Describe the path that led you to the work you do now.
I have always had a close connection to the natural world, and am continuously inspired by that connection. I was born and partly raised in Hawaii. I grew up with sand and salt in my hair and hiking barefoot in the mountains above Honolulu where my grandparents live. We moved to New England when I was eight and spent every summer on a lake in New Hampshire. Like the sea, the lake held me. These early memories left an imprint, and are influential in my life’s work. We later moved to California where the rugged coastline of Carmel and Big Sur became my sanctuary and inspiration.
I first fell in love with jewelry making one summer in central Oregon. I began making beaded earrings and necklaces out of turquoise for myself and my friends. For a long time after that I made earrings with sea shells I gathered, and then with scraps of Koa wood my uncle in Hawaii sent to me from his saw mill. I took a lost wax casting class and was captivated by the process of turning a piece of wax into metal. A couple of years ago I felt drawn to work with gold. So I invested in my first bit of recycled 14k gold. I felt like an alchemist melting and forging golden adornments late into the night in my little kitchen studio making magic as my children slept. And my first line, shepherdess, was born. It sprung from my heart in a time of great beauty and an awakening of my spirit. My new collection comes from a place of discovery of self, of strength, of courage, of deep knowing. It comes from finding my breath. My voice.

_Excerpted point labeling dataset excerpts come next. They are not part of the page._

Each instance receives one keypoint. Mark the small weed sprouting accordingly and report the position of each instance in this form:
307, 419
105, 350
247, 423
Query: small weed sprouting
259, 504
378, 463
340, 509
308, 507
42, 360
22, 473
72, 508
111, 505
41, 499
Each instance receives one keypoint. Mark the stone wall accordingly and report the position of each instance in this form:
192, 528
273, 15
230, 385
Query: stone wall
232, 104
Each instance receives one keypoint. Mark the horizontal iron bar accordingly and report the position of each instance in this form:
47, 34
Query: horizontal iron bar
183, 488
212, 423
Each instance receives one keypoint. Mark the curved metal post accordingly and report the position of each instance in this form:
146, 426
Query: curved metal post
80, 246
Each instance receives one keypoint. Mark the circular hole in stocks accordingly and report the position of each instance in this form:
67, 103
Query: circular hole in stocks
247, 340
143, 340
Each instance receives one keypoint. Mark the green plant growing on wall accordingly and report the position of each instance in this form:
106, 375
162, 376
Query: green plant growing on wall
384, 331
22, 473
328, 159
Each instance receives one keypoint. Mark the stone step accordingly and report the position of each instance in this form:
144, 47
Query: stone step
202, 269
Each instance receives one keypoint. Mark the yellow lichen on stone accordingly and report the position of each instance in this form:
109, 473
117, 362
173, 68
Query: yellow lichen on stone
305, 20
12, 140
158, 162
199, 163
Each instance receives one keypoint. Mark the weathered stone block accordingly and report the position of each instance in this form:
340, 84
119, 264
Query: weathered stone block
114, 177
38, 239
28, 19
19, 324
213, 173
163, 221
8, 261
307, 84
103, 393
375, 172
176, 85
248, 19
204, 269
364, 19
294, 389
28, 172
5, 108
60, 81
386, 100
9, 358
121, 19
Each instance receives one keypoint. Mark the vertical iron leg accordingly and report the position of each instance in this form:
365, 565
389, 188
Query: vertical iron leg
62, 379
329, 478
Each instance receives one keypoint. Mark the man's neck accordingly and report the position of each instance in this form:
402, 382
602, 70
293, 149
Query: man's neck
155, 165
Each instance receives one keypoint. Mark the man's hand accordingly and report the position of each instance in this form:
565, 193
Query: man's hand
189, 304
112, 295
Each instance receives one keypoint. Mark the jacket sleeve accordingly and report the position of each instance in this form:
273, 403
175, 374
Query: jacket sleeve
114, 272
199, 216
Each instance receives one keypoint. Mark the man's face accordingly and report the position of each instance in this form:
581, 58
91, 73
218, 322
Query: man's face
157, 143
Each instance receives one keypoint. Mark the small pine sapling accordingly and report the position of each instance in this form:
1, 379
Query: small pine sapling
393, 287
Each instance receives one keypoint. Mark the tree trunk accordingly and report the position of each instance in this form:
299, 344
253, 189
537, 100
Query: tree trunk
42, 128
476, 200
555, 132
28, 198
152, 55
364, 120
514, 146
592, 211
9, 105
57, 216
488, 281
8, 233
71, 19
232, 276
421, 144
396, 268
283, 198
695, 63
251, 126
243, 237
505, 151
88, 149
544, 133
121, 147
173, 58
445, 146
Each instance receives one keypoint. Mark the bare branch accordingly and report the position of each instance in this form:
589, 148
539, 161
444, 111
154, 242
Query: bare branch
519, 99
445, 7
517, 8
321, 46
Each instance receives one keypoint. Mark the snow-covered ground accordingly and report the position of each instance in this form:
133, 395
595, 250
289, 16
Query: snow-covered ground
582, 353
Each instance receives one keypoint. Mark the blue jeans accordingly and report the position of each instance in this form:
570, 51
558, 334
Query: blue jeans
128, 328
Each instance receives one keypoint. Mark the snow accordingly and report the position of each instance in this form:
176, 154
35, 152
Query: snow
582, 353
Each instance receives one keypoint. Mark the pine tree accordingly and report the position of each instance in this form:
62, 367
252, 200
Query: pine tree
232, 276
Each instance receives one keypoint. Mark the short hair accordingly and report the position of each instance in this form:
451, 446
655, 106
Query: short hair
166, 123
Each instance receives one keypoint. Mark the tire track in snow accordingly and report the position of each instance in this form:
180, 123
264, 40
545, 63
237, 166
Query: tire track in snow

What is the first memory you have of encountering art or the artistic process?
My first encounter with the artistic process was grandmother teaching me to paint with watercolors en plein air . I was 10 and she took me to the beach I grew up on. We sat beneath a tree and painted together. I painted the waves and the sky. I will always remember the feeling of sitting next to her, salty sea air on our skin, nestled in the sand beneath the soft shade of the tree, the sound of the waves and the paint flowing from my brush onto the paper. She was a painter and a dancer. She designed her mountain home and art and dance studio. She inspired me to paint and to dance. She inspired me to create art in it’s many forms. To live art.
What are your most important artistic tools?
My hands, beeswax, my old flea market hammers, my ring mandrel.
What do you do, or where do you go to seek fresh ideas or renewed creative energy?
I go to nature. I am inspired by the mountains, the wind in trees, the shimmer of the sun upon the sea. The sound of the lapping of a lake. The feel of the water on my skin, the sun on my skin. I am enlivened and inspired. I come back to myself in nature and am endlessly inspired and renewed.
What do you hope to share with those who purchase your art and bring it intimately into their lives?
I hope to share my love. I hope to share beauty, grace, and intention. I hope to share the warmth and healing properties of gold. My pieces are intended to be worn. To work and create and dance and dig in the earth in. The gold in all its softness takes on scratches and scars of the wearer’s unique journey, and becomes, like the wearer, even more radiant with time.